A VAE (Variational Auto-encoder) is an auto-encoder using a probabilistic latent dimension. Thus, rather than having each point map to another distinct point in the latent dimension, each point maps to a probabilistic distribution in the latent space.
Initial Exploration
To illustrate how the VAE works and produce some initial results, I ran a single run and plotted the embedding(latent) space shown in the top left. Alongside, the decoded/generated numbers sampled at uniform points from the embedding space are shown in the top right.
As our model fits the data, the embedding space continues to separate different numbers. We see this reflected in the decoded output - numbers in the middle originally are blurry and illegible but slowly start to take form as the model trains.

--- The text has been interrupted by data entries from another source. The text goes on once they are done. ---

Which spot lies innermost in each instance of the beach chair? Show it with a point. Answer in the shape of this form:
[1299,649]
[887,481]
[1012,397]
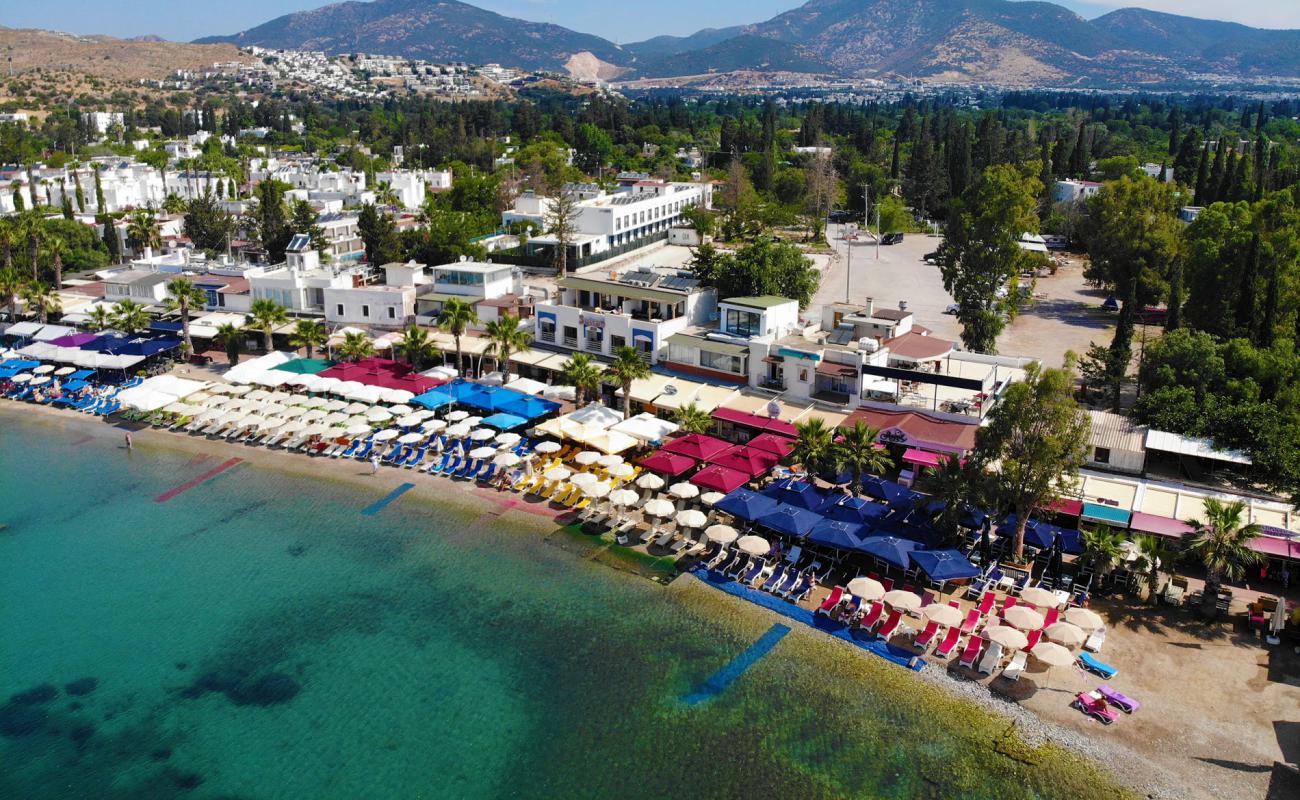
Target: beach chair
[1097,667]
[831,601]
[945,647]
[1123,703]
[926,636]
[891,625]
[992,657]
[971,652]
[1017,665]
[1095,706]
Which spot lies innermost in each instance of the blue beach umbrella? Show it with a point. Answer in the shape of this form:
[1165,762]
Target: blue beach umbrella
[889,549]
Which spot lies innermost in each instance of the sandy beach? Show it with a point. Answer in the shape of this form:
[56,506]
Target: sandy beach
[1217,706]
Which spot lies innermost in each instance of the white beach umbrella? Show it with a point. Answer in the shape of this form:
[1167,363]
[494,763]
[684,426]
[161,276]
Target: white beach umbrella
[624,497]
[866,588]
[1023,618]
[692,519]
[1040,597]
[722,535]
[943,613]
[684,491]
[658,507]
[650,481]
[754,545]
[902,600]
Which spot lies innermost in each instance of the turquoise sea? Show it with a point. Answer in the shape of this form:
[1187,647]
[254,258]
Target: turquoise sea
[259,638]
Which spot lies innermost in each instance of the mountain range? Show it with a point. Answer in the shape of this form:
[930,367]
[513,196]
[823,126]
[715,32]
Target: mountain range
[960,40]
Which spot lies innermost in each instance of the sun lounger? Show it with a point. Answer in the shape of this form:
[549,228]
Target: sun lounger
[1121,701]
[971,652]
[831,601]
[1095,708]
[891,625]
[1017,666]
[1097,667]
[926,636]
[992,657]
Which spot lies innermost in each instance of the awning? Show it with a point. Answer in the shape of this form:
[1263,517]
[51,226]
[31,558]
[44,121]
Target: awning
[1160,526]
[1109,515]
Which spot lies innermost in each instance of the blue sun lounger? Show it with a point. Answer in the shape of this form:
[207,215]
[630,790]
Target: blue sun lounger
[1097,667]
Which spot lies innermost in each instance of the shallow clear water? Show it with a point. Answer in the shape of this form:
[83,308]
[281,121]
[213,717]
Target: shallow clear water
[258,636]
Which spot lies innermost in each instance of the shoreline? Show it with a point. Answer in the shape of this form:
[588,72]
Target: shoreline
[1138,770]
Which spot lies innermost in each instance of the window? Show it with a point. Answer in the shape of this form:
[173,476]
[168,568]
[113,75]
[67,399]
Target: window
[744,323]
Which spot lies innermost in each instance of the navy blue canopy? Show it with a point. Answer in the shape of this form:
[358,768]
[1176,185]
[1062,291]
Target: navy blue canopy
[837,533]
[889,549]
[791,519]
[745,504]
[944,565]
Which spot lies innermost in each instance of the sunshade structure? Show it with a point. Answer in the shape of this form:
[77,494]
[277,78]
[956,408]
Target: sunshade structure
[837,533]
[746,505]
[746,459]
[944,565]
[668,463]
[791,520]
[889,549]
[719,479]
[646,428]
[698,446]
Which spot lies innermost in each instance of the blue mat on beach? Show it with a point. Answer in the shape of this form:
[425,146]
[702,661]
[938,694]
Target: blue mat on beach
[904,658]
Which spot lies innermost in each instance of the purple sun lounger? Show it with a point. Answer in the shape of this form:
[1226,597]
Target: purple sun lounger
[1121,701]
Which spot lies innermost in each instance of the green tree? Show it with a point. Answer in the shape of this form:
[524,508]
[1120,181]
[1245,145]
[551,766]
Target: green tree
[628,366]
[455,318]
[693,419]
[980,258]
[265,315]
[858,453]
[130,316]
[183,295]
[1221,541]
[1038,439]
[308,334]
[583,373]
[503,338]
[417,347]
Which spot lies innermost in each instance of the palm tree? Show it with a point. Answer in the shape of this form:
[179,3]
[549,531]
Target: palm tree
[42,299]
[310,334]
[814,448]
[130,316]
[455,318]
[1153,556]
[505,337]
[265,315]
[857,452]
[11,288]
[693,419]
[100,316]
[232,337]
[142,232]
[355,346]
[627,367]
[183,295]
[583,373]
[416,346]
[56,247]
[1222,544]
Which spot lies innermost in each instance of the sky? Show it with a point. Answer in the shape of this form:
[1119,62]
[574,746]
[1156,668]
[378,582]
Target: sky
[618,20]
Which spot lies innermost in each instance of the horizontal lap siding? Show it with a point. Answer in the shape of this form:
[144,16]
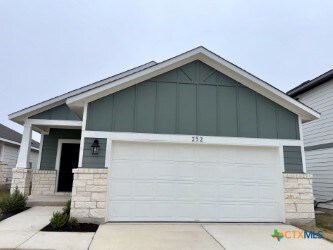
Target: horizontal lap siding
[320,99]
[320,164]
[195,100]
[50,146]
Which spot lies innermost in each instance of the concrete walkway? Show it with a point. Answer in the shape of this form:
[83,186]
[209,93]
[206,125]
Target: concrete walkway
[17,229]
[196,236]
[22,231]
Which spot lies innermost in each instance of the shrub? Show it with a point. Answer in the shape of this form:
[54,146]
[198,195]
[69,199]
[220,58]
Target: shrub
[58,220]
[72,222]
[14,203]
[67,208]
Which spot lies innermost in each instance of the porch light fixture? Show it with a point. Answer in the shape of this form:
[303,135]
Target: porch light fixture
[94,147]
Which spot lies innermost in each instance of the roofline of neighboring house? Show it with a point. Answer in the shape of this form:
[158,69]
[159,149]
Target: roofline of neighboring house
[18,116]
[76,99]
[15,143]
[310,84]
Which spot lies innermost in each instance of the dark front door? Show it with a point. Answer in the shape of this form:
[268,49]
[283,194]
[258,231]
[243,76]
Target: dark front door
[69,159]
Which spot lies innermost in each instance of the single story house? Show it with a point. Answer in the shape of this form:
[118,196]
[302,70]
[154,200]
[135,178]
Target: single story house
[318,135]
[192,138]
[9,147]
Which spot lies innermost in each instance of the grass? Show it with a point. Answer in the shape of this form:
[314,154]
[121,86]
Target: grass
[324,222]
[3,194]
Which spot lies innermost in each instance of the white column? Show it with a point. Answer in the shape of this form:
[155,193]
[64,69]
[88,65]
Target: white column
[24,153]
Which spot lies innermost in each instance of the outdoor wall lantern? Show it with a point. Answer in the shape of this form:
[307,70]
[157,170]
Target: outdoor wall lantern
[94,147]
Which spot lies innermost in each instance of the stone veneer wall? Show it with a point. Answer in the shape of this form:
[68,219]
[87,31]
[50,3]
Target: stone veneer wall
[43,182]
[3,175]
[89,194]
[299,201]
[22,178]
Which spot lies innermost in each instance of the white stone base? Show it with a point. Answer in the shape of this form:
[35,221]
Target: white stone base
[43,182]
[299,201]
[21,179]
[89,195]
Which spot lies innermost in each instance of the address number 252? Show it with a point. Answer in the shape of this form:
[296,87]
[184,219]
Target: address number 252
[197,139]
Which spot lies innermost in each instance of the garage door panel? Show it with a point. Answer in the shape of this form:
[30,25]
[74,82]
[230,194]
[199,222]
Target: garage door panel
[206,191]
[206,171]
[227,212]
[120,189]
[143,189]
[226,173]
[228,192]
[185,191]
[206,211]
[185,171]
[182,182]
[166,170]
[266,211]
[267,193]
[121,170]
[248,193]
[144,170]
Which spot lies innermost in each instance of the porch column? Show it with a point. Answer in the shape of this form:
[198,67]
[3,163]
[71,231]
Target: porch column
[23,158]
[22,175]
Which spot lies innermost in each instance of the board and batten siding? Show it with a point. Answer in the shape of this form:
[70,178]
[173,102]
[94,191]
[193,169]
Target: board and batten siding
[50,145]
[194,100]
[292,159]
[61,112]
[320,99]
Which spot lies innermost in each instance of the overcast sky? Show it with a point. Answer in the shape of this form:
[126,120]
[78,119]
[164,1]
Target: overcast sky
[48,48]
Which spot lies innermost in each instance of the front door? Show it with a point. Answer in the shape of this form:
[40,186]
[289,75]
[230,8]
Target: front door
[69,159]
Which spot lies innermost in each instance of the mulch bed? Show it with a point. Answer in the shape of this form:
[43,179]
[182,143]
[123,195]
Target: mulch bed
[81,227]
[6,216]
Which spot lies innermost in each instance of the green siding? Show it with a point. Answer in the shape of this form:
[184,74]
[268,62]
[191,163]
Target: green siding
[94,161]
[194,99]
[61,112]
[50,146]
[247,113]
[292,159]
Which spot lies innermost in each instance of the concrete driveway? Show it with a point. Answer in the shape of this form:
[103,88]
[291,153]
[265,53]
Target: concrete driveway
[199,236]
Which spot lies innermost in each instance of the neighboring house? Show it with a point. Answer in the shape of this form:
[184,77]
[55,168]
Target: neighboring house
[193,138]
[318,134]
[9,147]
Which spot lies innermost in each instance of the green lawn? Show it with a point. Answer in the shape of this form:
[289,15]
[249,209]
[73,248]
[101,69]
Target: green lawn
[3,194]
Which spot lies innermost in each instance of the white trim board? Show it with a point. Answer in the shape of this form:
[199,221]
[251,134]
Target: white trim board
[76,99]
[58,157]
[40,151]
[23,114]
[212,140]
[210,59]
[15,143]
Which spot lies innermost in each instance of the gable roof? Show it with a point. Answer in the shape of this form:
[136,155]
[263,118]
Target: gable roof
[77,99]
[11,136]
[310,84]
[21,115]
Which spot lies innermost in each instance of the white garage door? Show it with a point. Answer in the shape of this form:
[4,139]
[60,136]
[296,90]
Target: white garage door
[178,182]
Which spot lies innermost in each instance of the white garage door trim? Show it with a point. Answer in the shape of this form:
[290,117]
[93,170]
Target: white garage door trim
[278,192]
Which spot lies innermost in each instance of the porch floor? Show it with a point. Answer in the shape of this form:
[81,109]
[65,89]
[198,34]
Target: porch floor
[48,200]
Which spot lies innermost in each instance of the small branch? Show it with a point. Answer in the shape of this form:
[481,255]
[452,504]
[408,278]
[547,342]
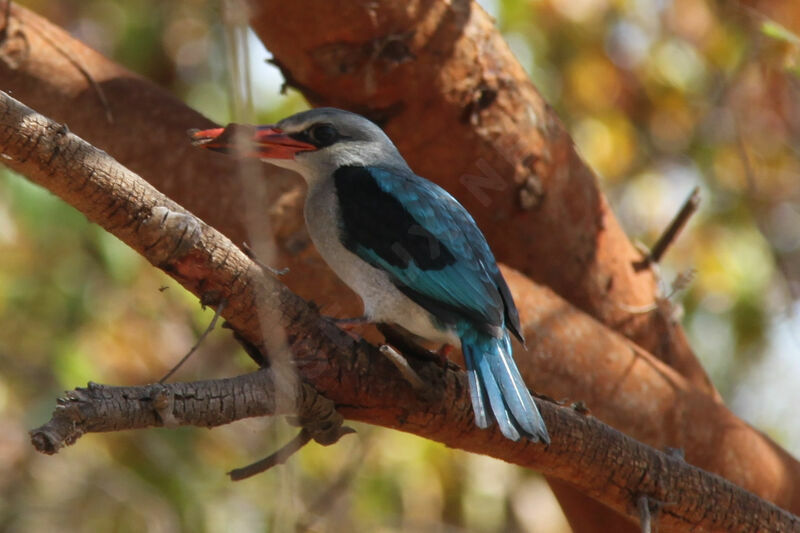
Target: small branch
[277,458]
[197,344]
[658,250]
[100,408]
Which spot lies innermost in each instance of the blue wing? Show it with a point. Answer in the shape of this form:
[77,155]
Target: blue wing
[427,242]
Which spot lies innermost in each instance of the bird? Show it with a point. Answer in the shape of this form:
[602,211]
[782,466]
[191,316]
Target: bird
[406,246]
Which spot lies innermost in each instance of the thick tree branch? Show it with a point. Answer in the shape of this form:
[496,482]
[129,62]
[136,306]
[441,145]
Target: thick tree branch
[601,462]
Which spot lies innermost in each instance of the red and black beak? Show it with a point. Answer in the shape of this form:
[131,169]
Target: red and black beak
[263,142]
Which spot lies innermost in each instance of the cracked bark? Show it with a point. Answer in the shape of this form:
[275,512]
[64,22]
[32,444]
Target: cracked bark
[598,460]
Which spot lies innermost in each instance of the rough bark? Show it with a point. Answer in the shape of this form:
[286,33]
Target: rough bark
[600,461]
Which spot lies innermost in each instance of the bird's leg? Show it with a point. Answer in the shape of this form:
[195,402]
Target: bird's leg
[349,323]
[402,365]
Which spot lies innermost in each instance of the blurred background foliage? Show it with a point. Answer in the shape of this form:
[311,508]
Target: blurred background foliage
[660,96]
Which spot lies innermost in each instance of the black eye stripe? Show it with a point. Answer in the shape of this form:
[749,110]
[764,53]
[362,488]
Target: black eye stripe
[320,135]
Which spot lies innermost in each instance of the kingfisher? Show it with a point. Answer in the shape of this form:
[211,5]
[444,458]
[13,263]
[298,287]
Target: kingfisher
[412,253]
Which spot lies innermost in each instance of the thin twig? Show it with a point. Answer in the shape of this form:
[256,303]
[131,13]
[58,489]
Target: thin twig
[6,23]
[194,348]
[408,373]
[645,519]
[279,457]
[101,95]
[668,237]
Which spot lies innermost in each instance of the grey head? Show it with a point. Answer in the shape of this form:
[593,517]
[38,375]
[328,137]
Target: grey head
[336,138]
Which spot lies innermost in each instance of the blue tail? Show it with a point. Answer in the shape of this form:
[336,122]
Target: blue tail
[493,375]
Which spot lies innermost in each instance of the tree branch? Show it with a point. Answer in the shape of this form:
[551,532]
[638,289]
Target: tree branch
[600,461]
[212,403]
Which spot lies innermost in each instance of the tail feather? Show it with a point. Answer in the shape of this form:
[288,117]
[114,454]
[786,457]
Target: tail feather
[491,366]
[477,392]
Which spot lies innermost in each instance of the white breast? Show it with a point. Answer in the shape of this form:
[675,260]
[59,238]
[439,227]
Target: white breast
[383,302]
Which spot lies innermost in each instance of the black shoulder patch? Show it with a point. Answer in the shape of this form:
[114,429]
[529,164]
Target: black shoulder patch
[376,220]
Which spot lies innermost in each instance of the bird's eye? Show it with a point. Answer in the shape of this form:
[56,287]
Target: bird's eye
[323,134]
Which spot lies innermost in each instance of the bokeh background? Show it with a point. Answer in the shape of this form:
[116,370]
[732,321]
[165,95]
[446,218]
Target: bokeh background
[659,95]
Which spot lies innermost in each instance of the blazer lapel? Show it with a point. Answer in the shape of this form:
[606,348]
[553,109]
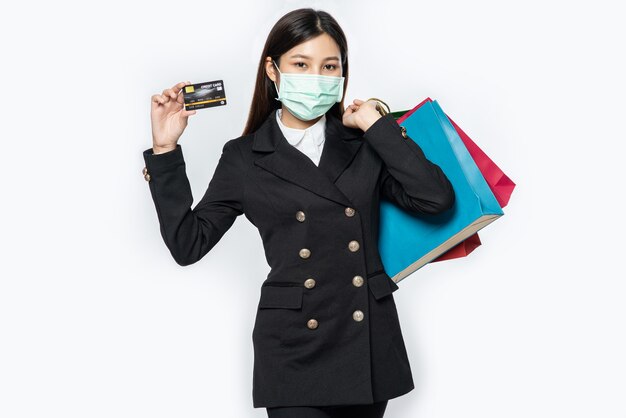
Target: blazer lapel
[287,162]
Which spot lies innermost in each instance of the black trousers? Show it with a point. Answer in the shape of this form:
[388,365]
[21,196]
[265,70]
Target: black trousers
[375,410]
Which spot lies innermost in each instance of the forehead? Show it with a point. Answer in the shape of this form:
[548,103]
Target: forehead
[320,48]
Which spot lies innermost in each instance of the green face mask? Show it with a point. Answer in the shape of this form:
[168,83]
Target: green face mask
[308,96]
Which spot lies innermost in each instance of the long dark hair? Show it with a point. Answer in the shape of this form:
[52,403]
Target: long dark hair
[292,29]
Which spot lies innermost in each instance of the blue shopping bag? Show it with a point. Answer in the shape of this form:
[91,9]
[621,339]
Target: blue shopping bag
[407,241]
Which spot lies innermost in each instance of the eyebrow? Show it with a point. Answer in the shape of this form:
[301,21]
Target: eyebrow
[307,57]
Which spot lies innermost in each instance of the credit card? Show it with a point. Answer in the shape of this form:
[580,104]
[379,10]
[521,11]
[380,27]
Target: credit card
[201,95]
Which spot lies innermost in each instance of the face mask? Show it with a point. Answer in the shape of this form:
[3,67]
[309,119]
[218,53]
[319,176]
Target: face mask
[308,96]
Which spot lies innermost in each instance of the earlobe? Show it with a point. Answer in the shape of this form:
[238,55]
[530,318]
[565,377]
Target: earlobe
[269,70]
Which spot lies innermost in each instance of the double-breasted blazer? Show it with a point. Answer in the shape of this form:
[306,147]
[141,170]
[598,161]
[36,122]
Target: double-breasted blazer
[326,330]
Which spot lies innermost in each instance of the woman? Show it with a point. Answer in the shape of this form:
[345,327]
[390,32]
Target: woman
[309,175]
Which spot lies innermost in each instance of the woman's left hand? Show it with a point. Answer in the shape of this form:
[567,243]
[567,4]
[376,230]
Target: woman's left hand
[361,114]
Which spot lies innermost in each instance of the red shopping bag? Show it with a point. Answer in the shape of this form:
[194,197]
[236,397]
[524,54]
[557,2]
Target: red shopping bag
[499,183]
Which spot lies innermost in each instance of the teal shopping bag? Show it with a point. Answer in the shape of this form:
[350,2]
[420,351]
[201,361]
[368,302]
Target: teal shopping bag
[408,241]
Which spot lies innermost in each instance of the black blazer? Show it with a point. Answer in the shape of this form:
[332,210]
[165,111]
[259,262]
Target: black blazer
[326,330]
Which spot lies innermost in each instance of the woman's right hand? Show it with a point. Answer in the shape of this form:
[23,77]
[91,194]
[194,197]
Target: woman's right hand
[169,118]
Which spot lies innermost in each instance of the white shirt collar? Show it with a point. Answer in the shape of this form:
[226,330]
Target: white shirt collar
[294,136]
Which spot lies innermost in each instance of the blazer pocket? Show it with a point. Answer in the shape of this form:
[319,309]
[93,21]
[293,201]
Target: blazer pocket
[281,296]
[381,285]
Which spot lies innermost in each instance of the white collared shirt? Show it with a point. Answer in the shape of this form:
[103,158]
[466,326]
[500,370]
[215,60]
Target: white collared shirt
[309,141]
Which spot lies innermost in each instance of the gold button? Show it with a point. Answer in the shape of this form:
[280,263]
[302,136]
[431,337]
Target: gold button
[403,129]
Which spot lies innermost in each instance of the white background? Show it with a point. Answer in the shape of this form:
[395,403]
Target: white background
[96,318]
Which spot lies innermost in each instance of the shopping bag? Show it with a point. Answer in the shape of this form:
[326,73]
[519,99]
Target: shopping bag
[499,183]
[407,241]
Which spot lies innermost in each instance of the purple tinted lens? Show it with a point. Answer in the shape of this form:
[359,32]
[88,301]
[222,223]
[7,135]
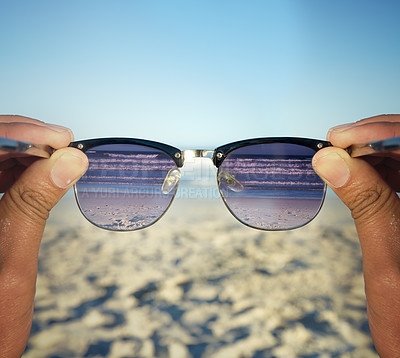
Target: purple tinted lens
[122,189]
[271,186]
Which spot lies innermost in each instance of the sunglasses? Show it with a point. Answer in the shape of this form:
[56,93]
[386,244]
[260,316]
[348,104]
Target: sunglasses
[266,183]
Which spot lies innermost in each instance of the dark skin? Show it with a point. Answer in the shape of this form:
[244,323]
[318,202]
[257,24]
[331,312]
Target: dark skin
[368,187]
[33,186]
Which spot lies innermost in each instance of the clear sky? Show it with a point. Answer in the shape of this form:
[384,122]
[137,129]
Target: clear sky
[196,74]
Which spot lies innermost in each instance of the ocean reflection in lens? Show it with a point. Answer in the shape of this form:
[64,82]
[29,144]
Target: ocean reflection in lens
[281,191]
[122,189]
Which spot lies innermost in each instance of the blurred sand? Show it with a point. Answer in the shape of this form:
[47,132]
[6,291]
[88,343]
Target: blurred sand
[200,284]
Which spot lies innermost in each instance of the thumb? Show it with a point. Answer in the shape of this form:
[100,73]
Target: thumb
[24,209]
[376,211]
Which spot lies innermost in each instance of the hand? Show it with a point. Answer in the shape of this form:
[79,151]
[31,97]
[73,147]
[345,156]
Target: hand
[368,187]
[32,187]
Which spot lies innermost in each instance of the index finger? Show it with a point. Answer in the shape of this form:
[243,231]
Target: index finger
[368,130]
[33,131]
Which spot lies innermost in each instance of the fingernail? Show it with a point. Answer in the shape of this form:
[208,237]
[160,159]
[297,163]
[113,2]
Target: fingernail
[58,128]
[340,128]
[333,169]
[67,168]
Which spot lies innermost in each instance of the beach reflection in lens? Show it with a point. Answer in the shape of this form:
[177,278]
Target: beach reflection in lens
[122,189]
[280,191]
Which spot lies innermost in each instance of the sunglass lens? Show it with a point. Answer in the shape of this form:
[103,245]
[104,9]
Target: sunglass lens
[271,186]
[127,186]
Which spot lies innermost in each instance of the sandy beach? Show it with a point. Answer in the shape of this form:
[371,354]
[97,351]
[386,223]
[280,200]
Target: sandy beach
[200,284]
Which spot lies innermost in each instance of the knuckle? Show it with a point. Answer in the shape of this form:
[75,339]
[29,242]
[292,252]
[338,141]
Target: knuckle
[33,204]
[367,203]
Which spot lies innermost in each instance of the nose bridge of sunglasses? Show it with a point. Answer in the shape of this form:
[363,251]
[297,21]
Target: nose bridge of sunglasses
[189,154]
[171,180]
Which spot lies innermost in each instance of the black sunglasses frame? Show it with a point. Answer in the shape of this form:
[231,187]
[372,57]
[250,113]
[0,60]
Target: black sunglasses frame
[174,153]
[219,154]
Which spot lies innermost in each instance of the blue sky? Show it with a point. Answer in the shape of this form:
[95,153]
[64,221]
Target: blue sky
[196,74]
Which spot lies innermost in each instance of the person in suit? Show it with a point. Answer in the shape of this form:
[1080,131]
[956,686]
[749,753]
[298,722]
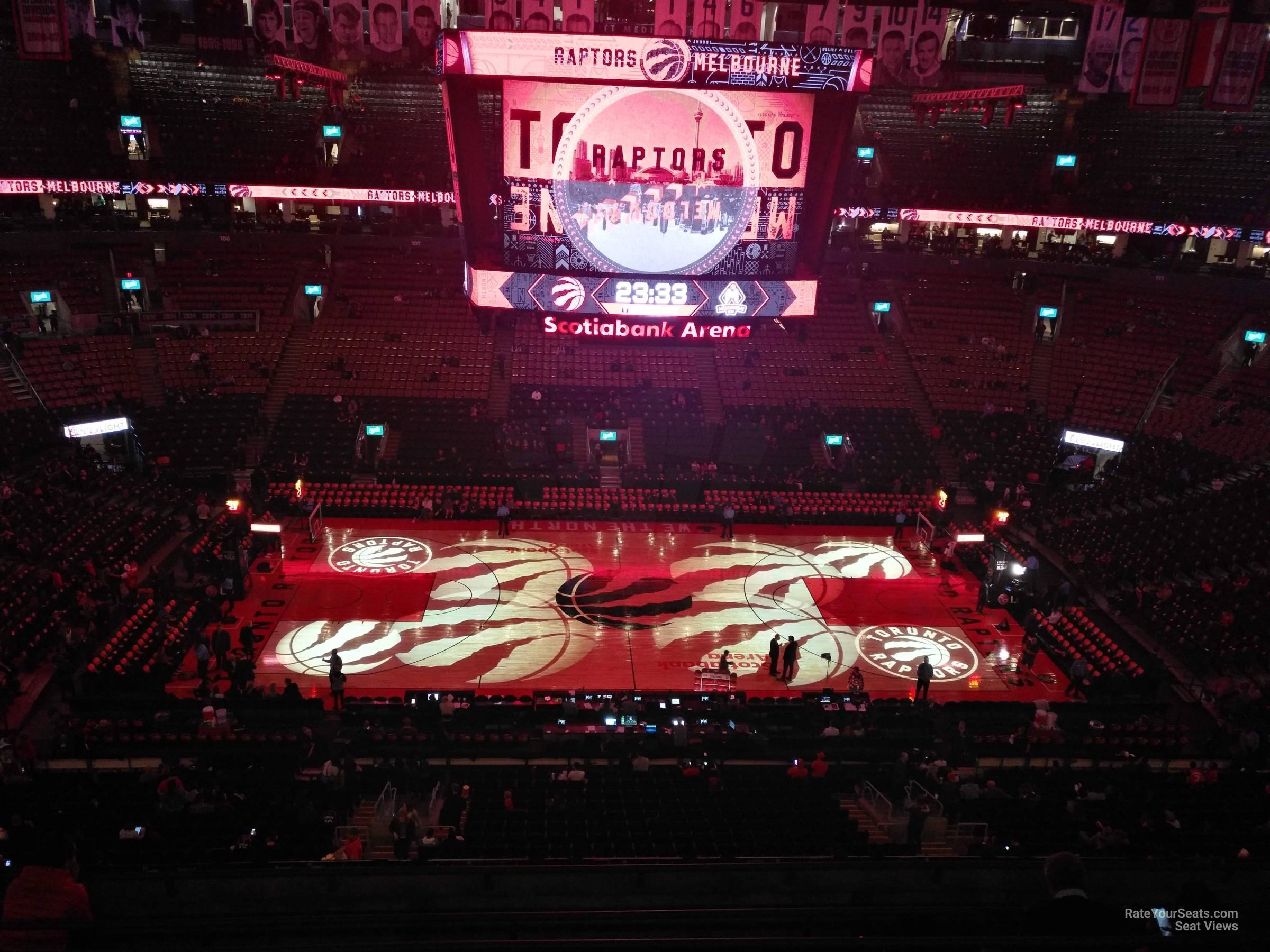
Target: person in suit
[924,680]
[791,659]
[1070,911]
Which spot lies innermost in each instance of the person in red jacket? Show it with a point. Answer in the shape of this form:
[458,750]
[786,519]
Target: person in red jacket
[45,903]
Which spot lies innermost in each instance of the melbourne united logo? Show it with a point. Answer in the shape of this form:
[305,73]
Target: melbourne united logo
[568,294]
[380,555]
[900,649]
[732,301]
[623,601]
[665,60]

On the bottom, is a table displaying some reconstructions of our original data.
Optimizing Hyper-parameters
One simple hyper-parameter we can set is the latent dimension or how many dimensions we should have in our embedding space. We also introduce a new hyper-parameter, the beta value, a value that serves to change our loss function by weighing how much our regularizing term, a metric KL-divergence, has an impact on our loss function.
vae_loss = reconstruction_loss + beta*kl_loss
Sweep: yn5ujapv 1
50
From the sweeps we performed, we can see generally, a beta value that is too high like values of 3 perform poorly but beta values that are too low also aren't ideal. The best beta values seem to hover around the range of 0.5-1.5. Our latent dimension hyper-parameter however seems to have lower loss the higher it is. This makes sense as the model is given more dimensions to fit our training data into, giving the latent dimension more space to fit information in.